The proposal calls for the new format to be tested at the CDIO3* Nations Cup, part of the Global Dressage Festival in Wellington, Florida, next April.
In addition to allowing mixed teams as a way of maintaining the Pan Ams as the qualifying championships for the Olympics, the proposal seeks to enable riders to accumulate qualifying scores at CDI1* events to make it easier for countries to stage dressage shows in areas where they are not typically held. Only Brazil, Canada and the United States staged FEI-sanctioned dressage events in the Americas in 2012.
The proposal was drawn up by Maribel Alonso de Quinzaños of Mexico, a 5* judge and deputy chair of the FEI’s Group 5 of nations, and Thomas Baur, a German show organizer and member of the FEI Dressage Committee.
Neither would provide details because the FEI Dressage Committee had not reviewed the proposal and made a decision.
Thomas Baur would confirm only that a proposal would be made to the next Dressage Committee meeting.
However, sources requesting anonymity because they were not authorized to speak publicly said the proposal was drawn up based on ideas from national federations, riders and other stakeholders throughout the Americas in response to questions from Maribel and Thomas.
Michael Stone, president of Equestrian Sport Productions that organizes the horse shows in Wellington and this year staged the first non-championship dressage Nations Cup in the Western Hemisphere, said:
“We will work with the FEI to make it happen and think that this is a very exciting development for the sport!”

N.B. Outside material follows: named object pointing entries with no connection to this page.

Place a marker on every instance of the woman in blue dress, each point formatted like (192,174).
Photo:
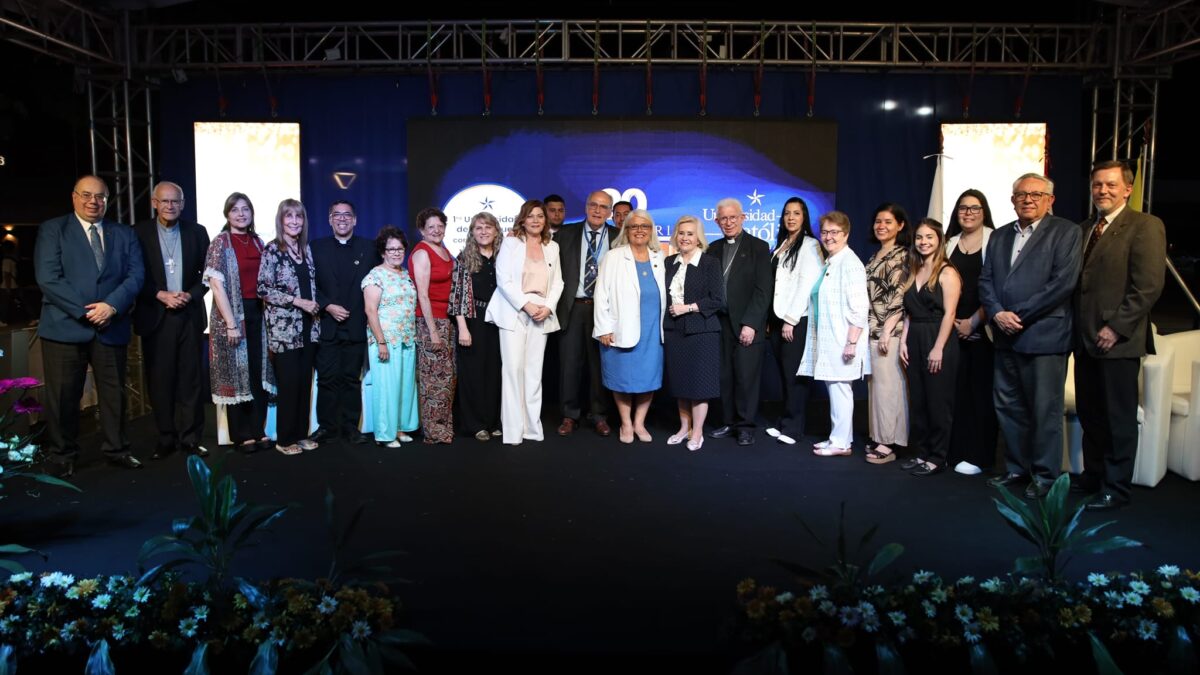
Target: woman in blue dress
(630,297)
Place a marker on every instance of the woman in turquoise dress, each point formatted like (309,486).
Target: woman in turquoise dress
(391,341)
(630,297)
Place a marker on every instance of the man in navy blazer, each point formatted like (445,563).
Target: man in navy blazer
(90,272)
(1026,287)
(171,320)
(341,262)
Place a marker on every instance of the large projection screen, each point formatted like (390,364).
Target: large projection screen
(669,167)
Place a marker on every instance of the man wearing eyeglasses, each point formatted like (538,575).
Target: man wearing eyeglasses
(749,288)
(90,272)
(341,262)
(1026,287)
(582,245)
(169,317)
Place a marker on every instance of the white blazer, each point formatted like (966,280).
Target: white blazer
(843,303)
(793,285)
(504,308)
(954,242)
(618,296)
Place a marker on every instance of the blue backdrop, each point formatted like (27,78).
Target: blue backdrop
(359,123)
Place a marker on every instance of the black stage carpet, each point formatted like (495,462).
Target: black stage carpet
(580,550)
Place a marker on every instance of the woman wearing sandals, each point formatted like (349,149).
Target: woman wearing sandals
(287,284)
(691,329)
(390,302)
(630,297)
(929,350)
(835,346)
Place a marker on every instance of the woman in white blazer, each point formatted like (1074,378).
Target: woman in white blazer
(630,298)
(528,282)
(797,262)
(975,430)
(835,350)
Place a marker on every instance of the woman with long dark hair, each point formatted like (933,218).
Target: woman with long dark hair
(797,262)
(973,437)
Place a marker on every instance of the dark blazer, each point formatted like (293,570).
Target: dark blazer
(66,274)
(570,246)
(750,286)
(1037,287)
(1120,282)
(193,240)
(336,286)
(703,286)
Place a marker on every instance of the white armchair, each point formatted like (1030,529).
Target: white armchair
(1155,420)
(1183,451)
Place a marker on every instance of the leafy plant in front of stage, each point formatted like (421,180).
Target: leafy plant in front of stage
(18,454)
(1053,526)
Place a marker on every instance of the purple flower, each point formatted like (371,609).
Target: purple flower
(18,383)
(25,406)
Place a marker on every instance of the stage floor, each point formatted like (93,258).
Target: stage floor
(576,548)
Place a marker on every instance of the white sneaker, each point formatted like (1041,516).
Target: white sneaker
(967,469)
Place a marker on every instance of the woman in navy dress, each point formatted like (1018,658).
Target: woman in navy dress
(630,297)
(693,329)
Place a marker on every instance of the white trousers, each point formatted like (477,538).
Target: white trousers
(841,413)
(521,356)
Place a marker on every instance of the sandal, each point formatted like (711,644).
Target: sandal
(876,457)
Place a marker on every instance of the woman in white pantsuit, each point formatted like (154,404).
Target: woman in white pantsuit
(528,282)
(835,350)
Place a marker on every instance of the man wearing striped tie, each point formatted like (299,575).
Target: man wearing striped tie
(1125,261)
(90,272)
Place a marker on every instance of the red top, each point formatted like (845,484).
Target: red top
(441,273)
(249,250)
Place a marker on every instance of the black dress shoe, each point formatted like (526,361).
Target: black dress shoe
(1036,490)
(1008,479)
(125,461)
(721,432)
(1108,502)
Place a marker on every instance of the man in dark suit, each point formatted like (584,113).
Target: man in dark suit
(581,246)
(1026,287)
(745,266)
(90,272)
(1125,261)
(341,262)
(169,317)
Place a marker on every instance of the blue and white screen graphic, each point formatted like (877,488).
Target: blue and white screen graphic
(670,168)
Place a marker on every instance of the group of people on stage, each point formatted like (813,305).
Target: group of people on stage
(964,332)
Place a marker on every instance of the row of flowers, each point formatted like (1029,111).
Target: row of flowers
(1144,610)
(58,613)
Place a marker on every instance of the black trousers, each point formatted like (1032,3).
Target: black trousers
(293,376)
(795,387)
(975,430)
(1107,402)
(247,419)
(340,386)
(479,378)
(741,377)
(65,365)
(174,358)
(579,351)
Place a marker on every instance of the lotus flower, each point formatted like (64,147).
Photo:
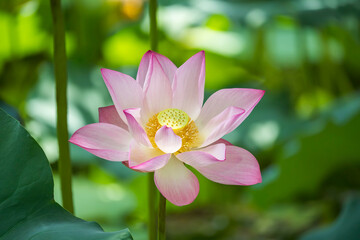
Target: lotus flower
(158,123)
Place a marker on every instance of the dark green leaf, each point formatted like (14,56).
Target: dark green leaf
(346,225)
(27,207)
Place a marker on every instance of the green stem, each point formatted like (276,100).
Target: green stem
(162,217)
(61,103)
(152,188)
(152,207)
(153,25)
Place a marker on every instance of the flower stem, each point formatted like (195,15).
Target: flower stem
(153,24)
(61,102)
(162,217)
(152,188)
(152,208)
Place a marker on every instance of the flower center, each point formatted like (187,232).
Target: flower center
(180,122)
(174,118)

The first Pan Am Games were staged in Buenos Aires in 1951 with 2,513 participants representing 14 nations that have since grown to more than 5,600 competitors from 42 countries held once every four years, making it the largest multi sports discipline event in the world after the Olympics themseleves.
Although one of the qualifying championships for the Olympics, Pan Am dressage has been at small tour–Prix St. Georges, Intermediaire I and Intermediaire Freestyle–primarily because of a lack of Grand Prix horses outside North America making it almost impossible to field teams at the highest level. A major effort to make Grand Prix the qualifying level was launched this year with the FEI Dressage Committee approving the Nations Cup in Wellington at small tour with a tentative shedule to raise the level to Grand Prix in steps over the next three years.
The idea faced its first real world test when Colombia finished third behind the United States and Canada at the 2011 Pan Ams thus qualifying a team for the London Olympics.
However, none of the riders on a propsective Colombian team was able to achieve the minimum Grand Prix results for the Olympics despite undertaking a circuit of several European competitions the first half of 2012. The period of less than one year for horses to move up to Grand Prix, even if both the rider and the horse have the capability, was clearly not enough time.
The proposal to be presented in London immediately following the Olympics, according to the sources, calls for three levels of competition for small tour and big tour horses–Prix St. Georges, Intermediaire I and Intermediaire Freestyle for small tour and Intermediaire II, Under-25 Grand Prix and the standard senior Grand Prix for big tour.
Big tour combinations would receive additional scores–an extra one percent for the Intermediaire II, two per cent for the Under-25 Grand Prix and four percent for the Grand Prix.
The sources said that if the Dressage Committee approves the proposal, the experience of the Wellington test event could lead to modifications ahead of the Toronto Games.